2. You must pay, via check, money order, or credit card, a $75.00 filing fee within ten calendar days after filing the Notice of Appeal. Payments can be made in-person at any Bureau office or by U.S. mail, hand-delivery, or other delivery service. In the alternative, you may file an Affidavit of Indigency (form available on the Bureau’s website or any Bureau office) seeking a waiver of the filing fee. You must file the fully-completed Affidavit of Indigency within ten calendar days of filing the Notice of Appeal. Failure to timely pay the filing fee or file the Affidavit of Indigency will result in dismissal of your appeal.
3. You are responsible for ensuring a complete record is presented on appeal. If no court reporter was present at the hearing, you may request from the Court Clerk the audio recording of the hearing for a $25.00 fee. If you choose to submit a transcript as part of your appeal, which the Appeals Board has emphasized is important for a meaningful review of the case, a licensed court reporter must prepare the transcript, and you must file it with the Court Clerk. The Court Clerk will prepare the record for submission to the Appeals Board, and you will receive notice once it has been submitted. For deadlines related to the filing of transcripts, statements of the evidence, and briefs on appeal, see the applicable rules on the Bureau’s website at https://www.tn.gov/wcappealsboard. (Click the “Read Rules” button.)

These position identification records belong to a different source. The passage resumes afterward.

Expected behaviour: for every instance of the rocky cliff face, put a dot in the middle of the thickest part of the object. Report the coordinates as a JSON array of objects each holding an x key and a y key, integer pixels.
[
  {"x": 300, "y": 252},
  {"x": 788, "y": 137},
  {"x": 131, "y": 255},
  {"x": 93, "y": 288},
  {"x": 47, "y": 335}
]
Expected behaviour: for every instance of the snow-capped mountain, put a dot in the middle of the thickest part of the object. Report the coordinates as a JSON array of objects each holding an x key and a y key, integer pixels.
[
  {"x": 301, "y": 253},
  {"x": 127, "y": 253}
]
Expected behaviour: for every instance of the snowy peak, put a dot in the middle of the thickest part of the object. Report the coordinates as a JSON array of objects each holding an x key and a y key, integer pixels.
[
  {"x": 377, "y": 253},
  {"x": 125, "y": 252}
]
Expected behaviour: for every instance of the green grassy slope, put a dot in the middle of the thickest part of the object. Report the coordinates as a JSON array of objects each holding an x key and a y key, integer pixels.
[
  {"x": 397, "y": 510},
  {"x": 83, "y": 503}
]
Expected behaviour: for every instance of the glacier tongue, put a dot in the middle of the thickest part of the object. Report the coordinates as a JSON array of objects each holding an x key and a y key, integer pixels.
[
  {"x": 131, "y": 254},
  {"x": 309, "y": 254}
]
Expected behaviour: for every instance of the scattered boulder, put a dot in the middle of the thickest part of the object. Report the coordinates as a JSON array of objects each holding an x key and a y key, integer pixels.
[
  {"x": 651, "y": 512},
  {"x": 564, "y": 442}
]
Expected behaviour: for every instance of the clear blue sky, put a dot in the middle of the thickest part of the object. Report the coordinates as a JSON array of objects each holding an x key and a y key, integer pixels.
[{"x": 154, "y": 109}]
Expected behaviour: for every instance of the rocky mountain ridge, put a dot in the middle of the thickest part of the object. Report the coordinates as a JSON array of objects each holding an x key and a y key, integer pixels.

4. After the Workers’ Compensation Judge approves the record and the Court Clerk transmits it to the Appeals Board, a docketing notice will be sent to the parties. If neither party timely files an appeal with the Appeals Board, the Court Order becomes enforceable. See Tenn. Code Ann. § 50-6-239(d)(3) (expedited/interlocutory orders) and Tenn. Code Ann. § 50-6-239(c)(7) (compensation orders).
For self-represented litigants: Help from an Ombudsman is available at 800-332-2667.